I will always remember the first time I had tiramisu.

It was a few years ago, I was probably around 11 years old.

We were living in New York then and my mom took me to Zaabar's, a well known delicatessen

in downtown Manhattan.

She picked up a few things before closing time, amongst them, the tiramisu. We went home and had it for dessert that evening and the next.

To this day, I'm convinced it was the best tiramisu I've ever tasted in my entire life (I have yet to taste one in Italy, which will probably surpass it all!)

I tried recreating that specific Zaabar's one, to no avail. I have finally given up and have sticked to the simple recipe.

This one however, has the Belgian twist: the use of Speculoos cookies instead of lady fingers or amaretti cookies.

What you'll need (for 6 people):

250g Mascarpone

3 eggs

6 tbsp of fine sugar

1 pack of vanilla sugar

Small bowl of coffee (not strong!)

3 tbsp of Amaretto Liquor

30 Speculoos cookies (crush 2 cookies for the garnish)


Start by preparing the coffee and add the 3 tbsp of Amaretto. Put aside for now.

Continue by separating the yolk from the egg whites and put them in 2 separate bowls.

Add the sugar and the mascarpone to the yolks and quickly mix with a spoon.

With a food mixer, beat the white to stiff peak (when you flip the bowl, nothing drops).

Proceed to beating the yolk, mascarpone and sugar mixture until everything is incorporated.


Add the stiff egg whites to the mascarpone mixture, with a spatula, little by little until everything is incorporated.
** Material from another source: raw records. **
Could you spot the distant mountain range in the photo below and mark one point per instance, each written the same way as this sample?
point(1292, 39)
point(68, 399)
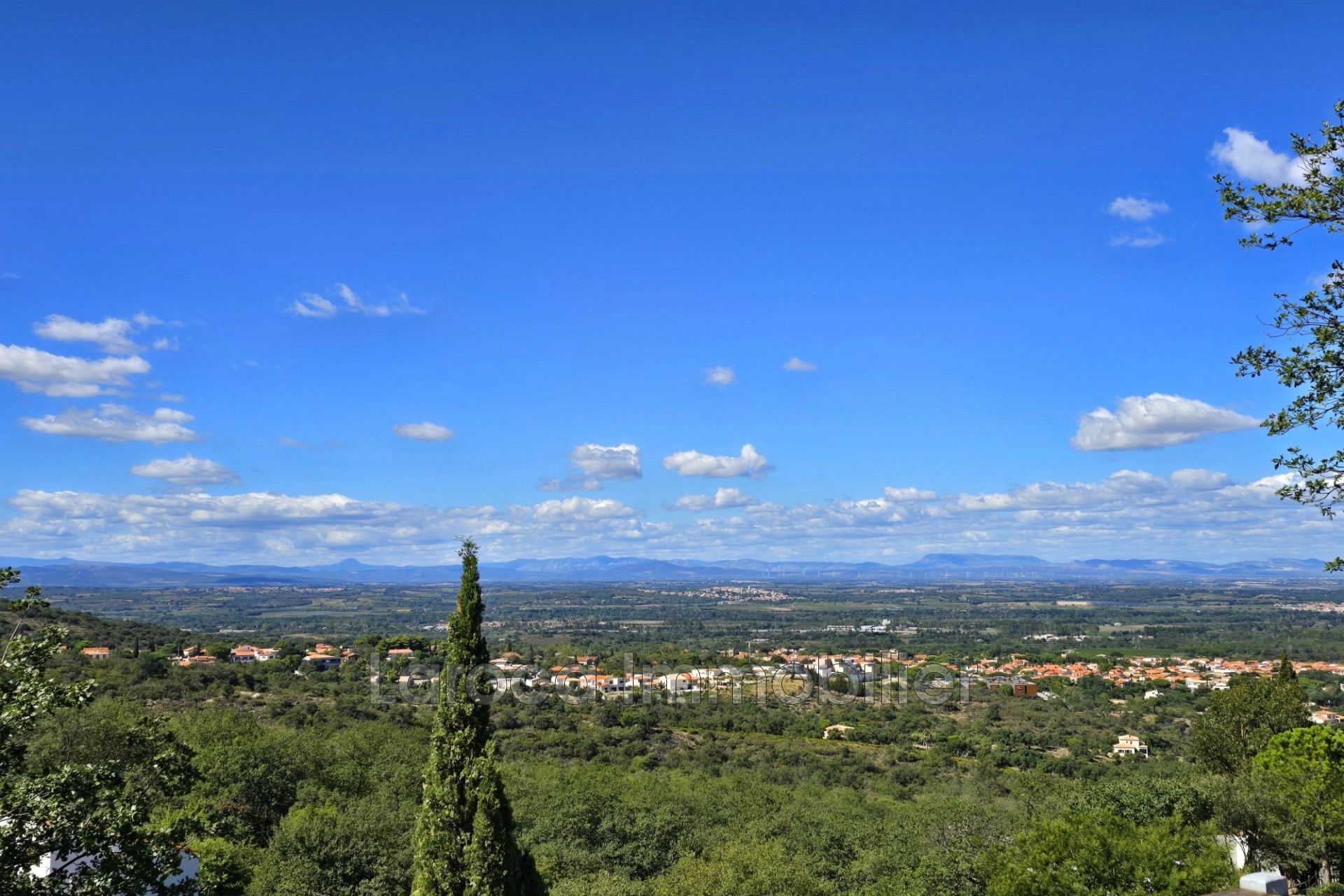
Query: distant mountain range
point(932, 567)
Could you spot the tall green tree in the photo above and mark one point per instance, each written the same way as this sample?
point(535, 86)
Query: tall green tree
point(1098, 853)
point(1303, 771)
point(1312, 356)
point(464, 836)
point(96, 814)
point(1241, 720)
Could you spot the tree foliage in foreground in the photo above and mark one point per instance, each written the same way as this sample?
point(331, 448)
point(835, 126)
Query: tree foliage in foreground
point(464, 836)
point(1313, 362)
point(1241, 720)
point(93, 814)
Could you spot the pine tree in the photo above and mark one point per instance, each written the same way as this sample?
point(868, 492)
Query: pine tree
point(464, 837)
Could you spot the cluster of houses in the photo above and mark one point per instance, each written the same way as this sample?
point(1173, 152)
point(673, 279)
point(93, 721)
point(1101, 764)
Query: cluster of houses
point(1177, 672)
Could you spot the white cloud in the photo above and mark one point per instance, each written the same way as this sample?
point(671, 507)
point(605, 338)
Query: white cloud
point(308, 527)
point(1155, 421)
point(186, 470)
point(720, 500)
point(593, 464)
point(578, 510)
point(1253, 159)
point(321, 308)
point(64, 377)
point(1136, 209)
point(116, 424)
point(910, 495)
point(314, 305)
point(401, 305)
point(1199, 480)
point(1191, 514)
point(750, 464)
point(422, 431)
point(112, 335)
point(720, 377)
point(1145, 238)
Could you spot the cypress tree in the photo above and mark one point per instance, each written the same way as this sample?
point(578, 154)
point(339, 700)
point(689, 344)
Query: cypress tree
point(464, 836)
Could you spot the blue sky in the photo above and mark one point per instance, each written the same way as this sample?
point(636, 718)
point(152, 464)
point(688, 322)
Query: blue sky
point(545, 226)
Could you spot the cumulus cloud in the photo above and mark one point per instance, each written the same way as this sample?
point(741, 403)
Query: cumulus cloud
point(319, 307)
point(1253, 159)
point(1136, 209)
point(1145, 238)
point(593, 464)
point(307, 527)
point(186, 470)
point(314, 305)
point(1155, 421)
point(1199, 480)
point(578, 510)
point(909, 495)
point(1191, 514)
point(749, 464)
point(422, 431)
point(34, 370)
point(720, 500)
point(112, 335)
point(720, 377)
point(116, 424)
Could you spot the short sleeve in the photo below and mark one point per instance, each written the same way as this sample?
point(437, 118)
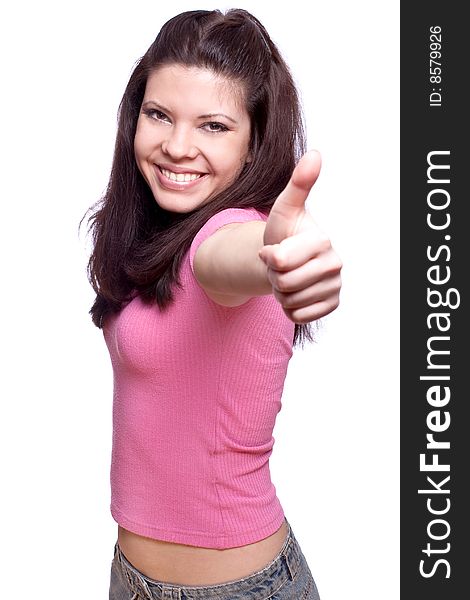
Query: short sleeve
point(228, 215)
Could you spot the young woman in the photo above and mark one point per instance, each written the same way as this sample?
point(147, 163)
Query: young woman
point(207, 270)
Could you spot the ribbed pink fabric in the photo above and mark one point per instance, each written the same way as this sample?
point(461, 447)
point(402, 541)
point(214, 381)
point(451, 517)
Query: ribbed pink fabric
point(197, 388)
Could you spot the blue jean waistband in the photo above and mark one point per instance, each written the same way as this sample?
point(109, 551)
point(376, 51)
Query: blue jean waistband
point(271, 577)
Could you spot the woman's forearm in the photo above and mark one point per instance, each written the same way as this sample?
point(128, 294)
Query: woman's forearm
point(227, 263)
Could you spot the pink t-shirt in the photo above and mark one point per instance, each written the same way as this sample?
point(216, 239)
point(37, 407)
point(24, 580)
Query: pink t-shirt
point(197, 388)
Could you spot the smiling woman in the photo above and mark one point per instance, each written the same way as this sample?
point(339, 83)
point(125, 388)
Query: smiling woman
point(207, 270)
point(180, 147)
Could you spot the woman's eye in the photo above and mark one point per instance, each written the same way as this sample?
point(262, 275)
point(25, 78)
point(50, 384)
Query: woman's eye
point(215, 127)
point(153, 113)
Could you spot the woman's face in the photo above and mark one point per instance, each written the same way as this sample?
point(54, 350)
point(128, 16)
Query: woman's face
point(192, 135)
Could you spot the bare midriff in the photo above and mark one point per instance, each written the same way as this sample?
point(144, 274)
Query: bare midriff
point(192, 565)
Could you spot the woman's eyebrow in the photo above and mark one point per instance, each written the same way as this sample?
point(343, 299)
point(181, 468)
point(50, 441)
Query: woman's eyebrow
point(206, 116)
point(212, 115)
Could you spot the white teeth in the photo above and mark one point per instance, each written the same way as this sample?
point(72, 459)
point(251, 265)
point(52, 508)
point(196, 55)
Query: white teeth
point(179, 176)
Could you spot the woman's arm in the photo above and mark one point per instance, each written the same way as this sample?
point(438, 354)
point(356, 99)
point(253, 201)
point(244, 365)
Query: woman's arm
point(227, 265)
point(288, 255)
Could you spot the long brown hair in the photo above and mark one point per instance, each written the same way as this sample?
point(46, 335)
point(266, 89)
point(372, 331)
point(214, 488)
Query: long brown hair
point(137, 245)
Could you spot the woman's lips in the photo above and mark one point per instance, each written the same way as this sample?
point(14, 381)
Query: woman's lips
point(171, 184)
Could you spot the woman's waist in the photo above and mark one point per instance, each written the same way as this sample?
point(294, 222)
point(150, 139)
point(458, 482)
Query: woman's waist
point(193, 565)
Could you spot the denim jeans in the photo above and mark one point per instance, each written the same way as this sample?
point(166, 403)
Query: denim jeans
point(286, 577)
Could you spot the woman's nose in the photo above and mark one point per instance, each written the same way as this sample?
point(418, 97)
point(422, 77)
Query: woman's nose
point(179, 143)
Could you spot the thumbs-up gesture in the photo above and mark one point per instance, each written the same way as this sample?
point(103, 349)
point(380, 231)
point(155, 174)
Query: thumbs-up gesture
point(303, 268)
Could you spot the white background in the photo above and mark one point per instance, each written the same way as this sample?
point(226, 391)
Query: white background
point(335, 460)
Set aside.


Take the rest of the cookies and dip them quickly twice in the coffee and put them in the bottom of a deep dish or small bowl. Then add the mascarpone mixture. Repeat until you reach the top of the small bowl and until you run out of cookies and mascarpone


Add the crumbled speculoos on top to garnish and put them in the fridge for 4h-6h (or overnight for an even better taste).